Thursday, December 16, 2010

The Mythology of Science-Based Medicine

This is a year-old article which I just found linked here.
If a pill or surgery won't do the trick, most patients are sent home to await their fate. There is an implied faith here that if a new drug manufacturer has paid for the research for FDA approval, then it is scientifically proven to be effective. As it turns out, this belief is by no means fully justified.
One might think this article was written by Christian Scientists.  Actually, it wasn't.  It was attributed to Dr. Larry Dossey, Deeprak Chopra, and Dr. Rustum Roy, and it was posted at the Huffington Post.

The article cites The British Medical Journal:

Of 2,500 treatments,
  • 13 percent were found to be beneficial
  • 23 percent were likely to be beneficial
  • Eight percent were as likely to be harmful as beneficial
  • Six percent were unlikely to be beneficial
  • Four percent were likely to be harmful or ineffective.
So 46 percent, the largest category, has unknown effectiveness. A hospitalized person has only a 36 percent chance of receiving a treatment scientifically demonstrated to be beneficial (or likely to be!).
At another point, the authors write,
We all marvel at the technological advances in materials and techniques that allow doctors to perform quadruple bypass surgeries and angioplasties without marveling that recent studies indicate that coronary bypass surgery will extend life expectancy in only about three percent of cases. For angioplasty that figure sinks to zero percent. Those numbers might be close to what you could expect from a witch doctor, one difference being that witch doctors don't submit bills in the tens of thousands of dollars.
My father was rushed into a heart bypass operation.  He contracted a serious infection which lasted the better part of a year.  Following that, he developed pulmonary fibrosis.  He and I were estranged, but I wouldn't wish his death, by slow, inevitable suffocation, on a dog.

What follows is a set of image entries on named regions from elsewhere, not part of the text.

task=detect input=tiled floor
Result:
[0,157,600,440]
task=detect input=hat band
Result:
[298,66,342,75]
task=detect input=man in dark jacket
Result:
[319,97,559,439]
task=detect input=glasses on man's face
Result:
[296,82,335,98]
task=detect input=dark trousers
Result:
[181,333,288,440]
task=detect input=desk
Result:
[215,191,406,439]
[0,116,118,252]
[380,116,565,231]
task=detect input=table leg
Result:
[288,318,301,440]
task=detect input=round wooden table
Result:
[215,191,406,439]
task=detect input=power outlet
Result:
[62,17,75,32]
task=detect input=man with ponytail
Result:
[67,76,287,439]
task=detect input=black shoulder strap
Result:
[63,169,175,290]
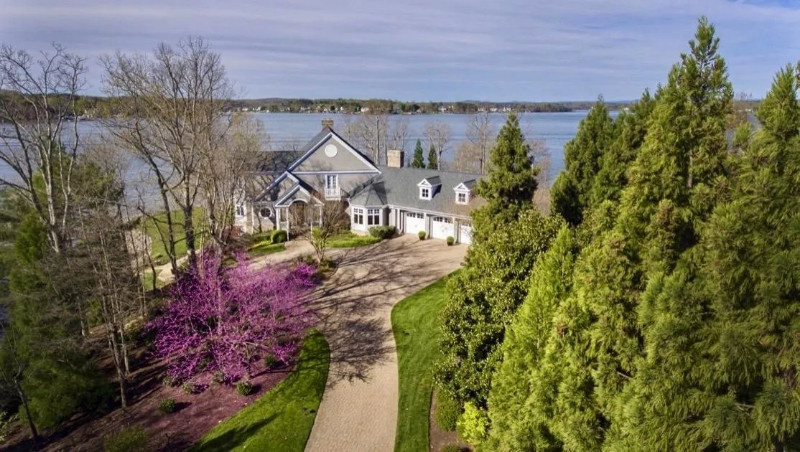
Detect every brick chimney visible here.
[386,149,403,168]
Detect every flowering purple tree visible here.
[149,253,315,383]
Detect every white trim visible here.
[274,184,321,207]
[287,130,381,174]
[292,170,382,176]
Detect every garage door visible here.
[405,212,425,234]
[458,224,472,245]
[431,217,456,239]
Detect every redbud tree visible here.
[148,253,315,383]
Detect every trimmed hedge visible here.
[369,226,397,239]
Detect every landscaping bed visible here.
[192,330,330,452]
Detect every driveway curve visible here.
[306,236,466,452]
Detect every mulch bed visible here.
[428,396,472,452]
[2,340,291,451]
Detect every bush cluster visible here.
[236,381,253,395]
[158,397,176,414]
[270,229,289,243]
[369,226,397,239]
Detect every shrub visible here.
[181,381,198,394]
[103,426,149,452]
[158,397,176,414]
[369,226,397,239]
[270,229,289,243]
[456,402,489,446]
[434,391,461,432]
[264,352,281,369]
[236,381,253,395]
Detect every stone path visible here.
[306,236,466,452]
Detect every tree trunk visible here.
[14,380,39,440]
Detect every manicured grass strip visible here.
[392,277,448,451]
[328,232,381,248]
[252,240,286,257]
[192,330,330,452]
[145,208,206,265]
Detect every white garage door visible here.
[431,217,456,239]
[405,212,425,234]
[458,224,472,245]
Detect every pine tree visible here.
[487,227,576,451]
[551,97,615,225]
[411,140,425,168]
[473,113,538,243]
[627,62,800,450]
[428,143,439,169]
[520,18,731,449]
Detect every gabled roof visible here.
[453,179,475,191]
[417,175,442,187]
[287,126,380,173]
[350,166,484,216]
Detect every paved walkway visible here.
[306,236,466,452]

The medical industry does seem to take itself very seriously.  It is based mainly on fear.  It touts horrific treatments which may or may not work, and for which enormous bills are submitted.

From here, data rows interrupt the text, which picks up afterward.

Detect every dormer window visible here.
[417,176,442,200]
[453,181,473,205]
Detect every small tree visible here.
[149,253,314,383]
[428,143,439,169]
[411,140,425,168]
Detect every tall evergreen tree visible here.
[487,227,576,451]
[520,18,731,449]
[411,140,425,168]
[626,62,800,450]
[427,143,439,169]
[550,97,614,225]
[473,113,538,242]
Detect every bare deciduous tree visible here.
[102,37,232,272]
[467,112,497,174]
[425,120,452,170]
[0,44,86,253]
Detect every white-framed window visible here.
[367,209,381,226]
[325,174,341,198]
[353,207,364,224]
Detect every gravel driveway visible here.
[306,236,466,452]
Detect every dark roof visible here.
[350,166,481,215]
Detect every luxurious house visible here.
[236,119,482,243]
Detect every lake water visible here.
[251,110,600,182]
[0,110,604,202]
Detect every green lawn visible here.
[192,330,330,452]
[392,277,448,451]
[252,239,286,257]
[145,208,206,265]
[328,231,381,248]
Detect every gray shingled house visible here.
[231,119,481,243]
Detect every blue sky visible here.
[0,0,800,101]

The health care reform law - "Obamacare" - might just be a good thing, after all.  It will jack up premiums, so fewer people can afford insurance, medicine, or treatment.  It employs "death panels," so people will rightfully avoid depending on it.

Are there any options?  Certainly.  Christian Science is one.

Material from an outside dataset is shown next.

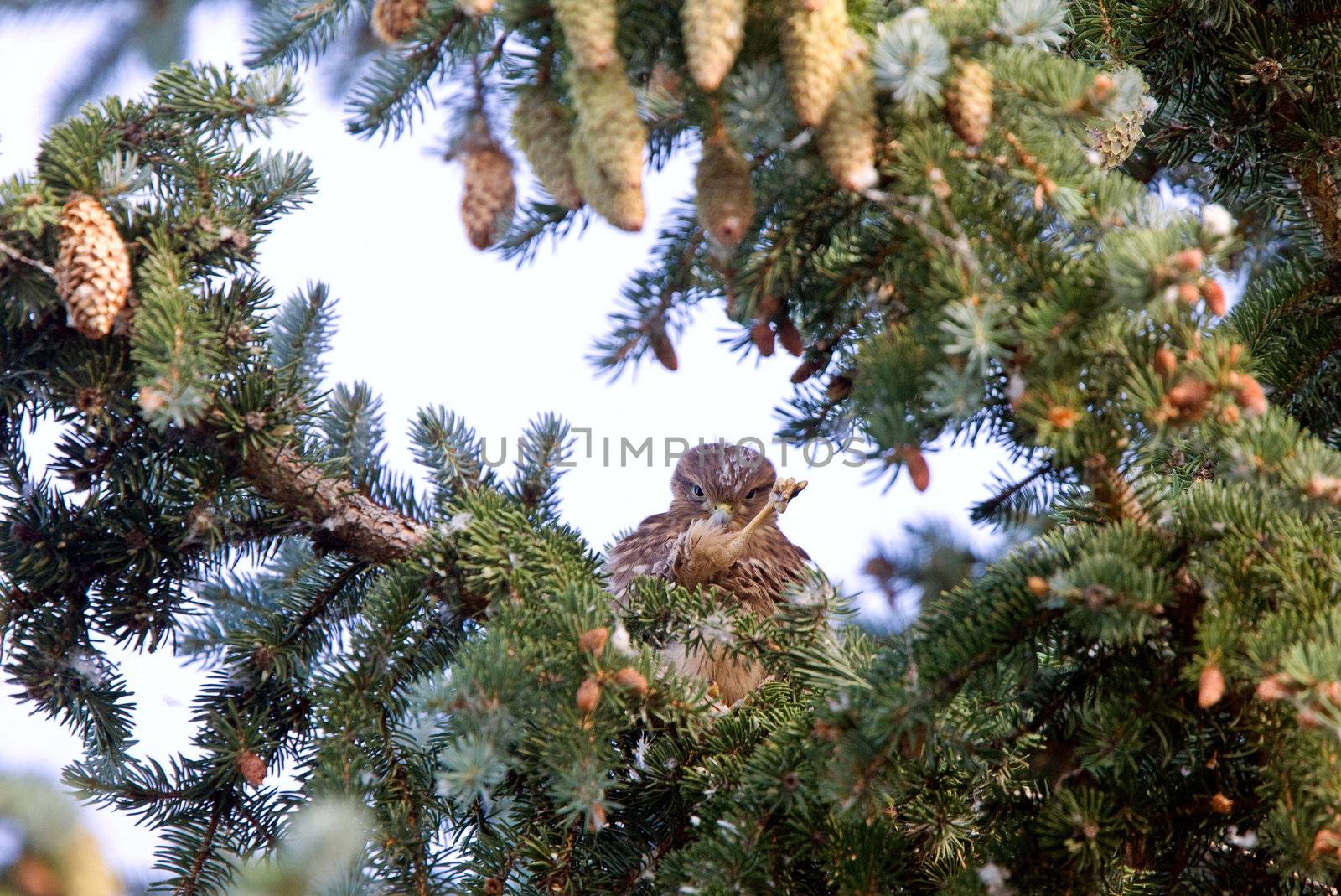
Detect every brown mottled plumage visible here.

No, it isn't an oxymoron.  Scientific Christianity is a system of understanding the Scriptures which often results in healing.  The work which reveals Christian Science is Science and Health with Key to the Scriptures, by Mary Baker Eddy.  It is one of those books that everyone should read, if only to know about it.  It's a unique work which has comforted and helped millions of people.  Read the first page of the first chapter ("Prayer"), and see what you think.

I am not a member of the Christian Science church, but I study Christian Science.  I'm a student of Christian religion and thought.  I see tendrils of Christian Science thought throughout many writings of saints ("The science of love! Ah! sweet is the echo of that word to the ear of my soul! I desire no other science than that.") and wise preachers. ("When we touch the cosmic force apart from the “blinkers” of intellect, there is a wild problem in it. Nature is wild not tame. Modern science would have us believe it is tame, that we can harness the sea and the air. Quite true, if we only read scientific manuals, and deal with successful experiments; but after a while we discover that there are elements which knock men’s calculations on the head and prove that the universe is wild and unmanageable and yet God in the beginning created man to have dominion over it! The reason he cannot is because he has twisted the order and become master of himself, instead of recognising God’s dominion over him.") [emphasis added in both quotes]

Christian Science is the science of Love.  God is love, St. John assures us.  What does that mean to daily life?  Science and Health with Key to the Scriptures, the Christian Science textbook, is a good place to start.